Mykola Suk’s a pianist, not a psychologist.
So he can’t really explain why he feels “extra psychological pressure to perform at home.”
That won’t stop him from making his Smith Center debut Saturday, when he performs Johannes Brahms’ Piano Concerto No. 1 with the Las Vegas Philharmonic as part of the orchestra’s season opener in Reynolds Hall.
Also on Saturday’s program: Richard Strauss’ 1889 tone poem “Don Juan” and John Adams’ 1979 “Common Tones in Simple Time.”
During the concert, Suk will play alongside many friends and colleagues in the Philharmonic — some of whom are colleagues at UNLV, where he’s an associate professor.
“The orchestra is in very good shape,” Suk observes during a telephone interview from his native Ukraine, describing the Philharmonic’s collective musicianship at “a really, really high level.”
Despite his pre-concert trepidation, Saturday’s performance was partly his idea.

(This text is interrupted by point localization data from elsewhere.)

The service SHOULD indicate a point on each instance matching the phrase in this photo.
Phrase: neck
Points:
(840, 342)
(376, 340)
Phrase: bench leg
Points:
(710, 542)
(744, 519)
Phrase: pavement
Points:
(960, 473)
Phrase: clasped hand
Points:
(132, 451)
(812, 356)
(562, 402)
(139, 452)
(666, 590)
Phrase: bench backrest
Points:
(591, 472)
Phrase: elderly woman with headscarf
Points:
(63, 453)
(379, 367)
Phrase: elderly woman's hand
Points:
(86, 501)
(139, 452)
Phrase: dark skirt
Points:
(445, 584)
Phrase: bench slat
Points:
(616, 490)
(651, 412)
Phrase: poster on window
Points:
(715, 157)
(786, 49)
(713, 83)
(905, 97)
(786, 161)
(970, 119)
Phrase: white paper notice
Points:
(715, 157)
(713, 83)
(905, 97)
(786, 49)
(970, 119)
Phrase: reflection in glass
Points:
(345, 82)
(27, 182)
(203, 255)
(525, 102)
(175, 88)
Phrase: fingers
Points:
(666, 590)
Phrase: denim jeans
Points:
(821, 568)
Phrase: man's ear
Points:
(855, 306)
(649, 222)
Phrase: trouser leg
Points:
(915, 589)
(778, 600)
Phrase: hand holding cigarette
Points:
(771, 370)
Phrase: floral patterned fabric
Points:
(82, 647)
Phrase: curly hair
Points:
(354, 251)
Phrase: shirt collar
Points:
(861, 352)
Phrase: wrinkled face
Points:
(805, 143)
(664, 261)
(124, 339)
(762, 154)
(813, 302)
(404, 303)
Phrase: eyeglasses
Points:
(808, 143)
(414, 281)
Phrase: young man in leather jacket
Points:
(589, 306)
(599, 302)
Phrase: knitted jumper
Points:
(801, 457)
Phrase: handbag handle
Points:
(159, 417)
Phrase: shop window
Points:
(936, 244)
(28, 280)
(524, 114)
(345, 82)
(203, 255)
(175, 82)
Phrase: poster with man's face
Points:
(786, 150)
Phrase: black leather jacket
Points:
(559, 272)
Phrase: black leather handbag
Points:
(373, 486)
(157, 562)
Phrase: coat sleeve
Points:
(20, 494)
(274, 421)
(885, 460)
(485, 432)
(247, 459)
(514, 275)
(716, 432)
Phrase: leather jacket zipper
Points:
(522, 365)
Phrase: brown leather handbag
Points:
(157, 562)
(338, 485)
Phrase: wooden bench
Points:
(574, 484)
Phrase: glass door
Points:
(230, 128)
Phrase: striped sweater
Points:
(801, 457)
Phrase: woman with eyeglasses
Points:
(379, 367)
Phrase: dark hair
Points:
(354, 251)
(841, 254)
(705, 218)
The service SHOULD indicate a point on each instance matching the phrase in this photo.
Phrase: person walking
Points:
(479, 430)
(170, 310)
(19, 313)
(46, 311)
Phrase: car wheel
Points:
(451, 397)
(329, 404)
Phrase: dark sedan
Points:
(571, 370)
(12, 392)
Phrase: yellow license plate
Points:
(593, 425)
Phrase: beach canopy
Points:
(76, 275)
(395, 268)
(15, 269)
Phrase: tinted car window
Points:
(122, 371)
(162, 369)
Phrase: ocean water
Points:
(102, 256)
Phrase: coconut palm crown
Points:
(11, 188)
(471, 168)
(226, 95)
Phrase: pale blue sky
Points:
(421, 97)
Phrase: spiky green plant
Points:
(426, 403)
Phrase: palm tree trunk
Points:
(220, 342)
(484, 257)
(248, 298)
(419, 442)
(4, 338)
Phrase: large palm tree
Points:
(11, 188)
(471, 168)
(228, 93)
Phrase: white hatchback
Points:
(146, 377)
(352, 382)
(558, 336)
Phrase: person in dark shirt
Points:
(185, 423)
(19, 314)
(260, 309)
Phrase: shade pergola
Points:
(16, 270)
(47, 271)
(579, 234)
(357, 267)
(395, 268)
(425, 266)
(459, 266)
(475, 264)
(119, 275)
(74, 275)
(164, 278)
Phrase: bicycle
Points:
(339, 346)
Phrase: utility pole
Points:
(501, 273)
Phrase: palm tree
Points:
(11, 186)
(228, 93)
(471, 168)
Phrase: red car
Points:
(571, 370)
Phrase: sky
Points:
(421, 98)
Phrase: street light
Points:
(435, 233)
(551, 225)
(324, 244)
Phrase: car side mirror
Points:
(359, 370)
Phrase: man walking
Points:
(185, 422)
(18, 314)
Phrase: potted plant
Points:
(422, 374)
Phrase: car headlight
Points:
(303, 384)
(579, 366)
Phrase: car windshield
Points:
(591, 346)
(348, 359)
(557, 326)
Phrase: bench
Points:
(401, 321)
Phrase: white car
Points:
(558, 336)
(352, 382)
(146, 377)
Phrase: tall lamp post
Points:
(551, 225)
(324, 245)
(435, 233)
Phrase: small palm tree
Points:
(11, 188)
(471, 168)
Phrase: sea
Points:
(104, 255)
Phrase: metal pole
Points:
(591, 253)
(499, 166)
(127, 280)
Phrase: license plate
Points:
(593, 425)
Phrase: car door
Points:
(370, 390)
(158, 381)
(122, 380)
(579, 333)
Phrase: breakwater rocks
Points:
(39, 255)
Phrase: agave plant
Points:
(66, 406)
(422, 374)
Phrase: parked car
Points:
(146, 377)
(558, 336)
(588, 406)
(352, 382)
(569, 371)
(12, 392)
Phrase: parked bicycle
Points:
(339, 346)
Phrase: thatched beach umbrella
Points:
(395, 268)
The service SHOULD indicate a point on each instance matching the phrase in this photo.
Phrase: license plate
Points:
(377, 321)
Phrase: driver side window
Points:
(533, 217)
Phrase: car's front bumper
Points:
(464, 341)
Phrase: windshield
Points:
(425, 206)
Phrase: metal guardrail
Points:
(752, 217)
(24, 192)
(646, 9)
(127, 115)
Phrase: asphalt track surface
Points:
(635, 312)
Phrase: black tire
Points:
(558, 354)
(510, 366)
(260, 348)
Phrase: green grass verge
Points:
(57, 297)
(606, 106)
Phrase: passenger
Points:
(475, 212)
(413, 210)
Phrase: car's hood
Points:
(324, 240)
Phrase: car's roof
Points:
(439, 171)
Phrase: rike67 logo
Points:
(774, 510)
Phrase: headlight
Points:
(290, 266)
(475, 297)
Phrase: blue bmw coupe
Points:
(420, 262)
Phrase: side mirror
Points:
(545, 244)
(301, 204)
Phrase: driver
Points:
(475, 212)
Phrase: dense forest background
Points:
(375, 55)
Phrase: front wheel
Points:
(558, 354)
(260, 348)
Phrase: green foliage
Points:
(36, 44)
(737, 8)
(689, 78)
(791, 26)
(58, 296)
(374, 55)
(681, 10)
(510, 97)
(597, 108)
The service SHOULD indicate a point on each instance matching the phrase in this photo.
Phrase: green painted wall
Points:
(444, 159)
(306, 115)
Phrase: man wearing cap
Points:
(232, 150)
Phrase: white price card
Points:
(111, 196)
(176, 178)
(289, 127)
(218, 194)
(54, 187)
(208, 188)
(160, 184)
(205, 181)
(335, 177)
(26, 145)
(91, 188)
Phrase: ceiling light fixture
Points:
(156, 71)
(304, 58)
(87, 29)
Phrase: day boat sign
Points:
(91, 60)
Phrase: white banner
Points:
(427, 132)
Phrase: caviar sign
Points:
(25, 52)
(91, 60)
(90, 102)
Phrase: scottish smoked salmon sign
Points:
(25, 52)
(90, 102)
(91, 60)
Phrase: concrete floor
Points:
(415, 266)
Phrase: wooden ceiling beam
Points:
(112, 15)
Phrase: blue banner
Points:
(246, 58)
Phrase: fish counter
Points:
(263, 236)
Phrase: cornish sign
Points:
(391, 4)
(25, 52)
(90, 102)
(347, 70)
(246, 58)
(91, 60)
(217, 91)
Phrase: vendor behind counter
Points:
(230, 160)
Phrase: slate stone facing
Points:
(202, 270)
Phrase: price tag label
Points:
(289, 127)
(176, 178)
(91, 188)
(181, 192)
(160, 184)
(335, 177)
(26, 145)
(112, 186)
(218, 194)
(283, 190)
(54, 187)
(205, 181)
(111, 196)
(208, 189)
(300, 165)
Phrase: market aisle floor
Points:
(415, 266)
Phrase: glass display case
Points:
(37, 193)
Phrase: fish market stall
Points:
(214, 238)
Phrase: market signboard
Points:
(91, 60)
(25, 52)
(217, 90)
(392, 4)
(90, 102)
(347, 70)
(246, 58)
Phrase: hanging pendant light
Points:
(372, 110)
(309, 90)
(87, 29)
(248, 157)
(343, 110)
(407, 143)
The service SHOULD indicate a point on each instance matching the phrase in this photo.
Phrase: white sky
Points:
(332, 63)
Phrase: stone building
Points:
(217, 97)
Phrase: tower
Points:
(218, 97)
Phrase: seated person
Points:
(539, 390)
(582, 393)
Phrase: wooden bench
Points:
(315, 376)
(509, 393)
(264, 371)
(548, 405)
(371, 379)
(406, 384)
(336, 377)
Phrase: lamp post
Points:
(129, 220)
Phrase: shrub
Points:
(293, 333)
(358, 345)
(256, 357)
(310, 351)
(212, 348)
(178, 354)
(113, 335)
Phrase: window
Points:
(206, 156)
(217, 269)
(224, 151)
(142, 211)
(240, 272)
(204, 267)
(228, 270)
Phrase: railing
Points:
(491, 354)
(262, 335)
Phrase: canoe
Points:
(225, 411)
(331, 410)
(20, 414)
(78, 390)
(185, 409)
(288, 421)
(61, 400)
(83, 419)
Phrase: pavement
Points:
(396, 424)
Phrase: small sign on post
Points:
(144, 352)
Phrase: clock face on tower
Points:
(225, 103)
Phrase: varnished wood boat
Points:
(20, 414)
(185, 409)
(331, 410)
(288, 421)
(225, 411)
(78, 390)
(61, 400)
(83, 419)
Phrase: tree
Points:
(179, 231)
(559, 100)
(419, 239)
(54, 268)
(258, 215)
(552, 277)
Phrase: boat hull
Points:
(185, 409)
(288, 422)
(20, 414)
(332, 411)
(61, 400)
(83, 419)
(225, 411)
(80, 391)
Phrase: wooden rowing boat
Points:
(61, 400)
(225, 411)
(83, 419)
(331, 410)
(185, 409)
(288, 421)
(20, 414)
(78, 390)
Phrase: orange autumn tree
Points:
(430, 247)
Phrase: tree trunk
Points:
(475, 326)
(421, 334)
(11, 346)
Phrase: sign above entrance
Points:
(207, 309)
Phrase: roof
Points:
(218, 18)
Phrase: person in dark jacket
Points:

Suk and Philharmonic music director Donato Cabrera — who starts his fourth Philharmonic season Saturday — have been meeting “for lunch/dinner/coffee” since Cabrera took over the orchestra.
“Ever since our first encounter, it has been a priority for me to have him as a soloist with the LVP,” Cabrera notes.
The first of Brahms’ two piano concertos “was conceived as a symphony,” Suk explains, and as such “it’s orchestral music. I accompany the orchestra much more than they accompany me.”
That’s despite the fact that orchestra musicians, “even subconsciously, when they play with a soloist, they try not to lead,” the pianist notes. “They say, ‘we’ll just follow you.’ ”
Yet it’s essential to strike a balance between soloist and orchestra, he adds, citing Leonard Bernstein’s 1962 remarks prior to a New York Philharmonic performance of the same Brahms concerto featuring legendarily eccentric pianist Glenn Gould.
“But the age-old question still remains: ‘In a concerto, who is the boss: the soloist or the conductor?’ ” Bernstein said. “The answer is, of course, sometimes one, sometimes the other, depending on the people involved. But almost always, the two manage to get together by persuasion or charm or even threats to achieve a unified performance.”
For his part, Suk is “very proud and very happy” to join the Philharmonic at The Smith Center, which he describes as “a beautiful venue” with “really beautiful sound.” (Suk’s concert career has taken him from the Great Hall at the Moscow State Conservatory, where he received his doctorate in piano performance, to New York’s Carnegie Hall.)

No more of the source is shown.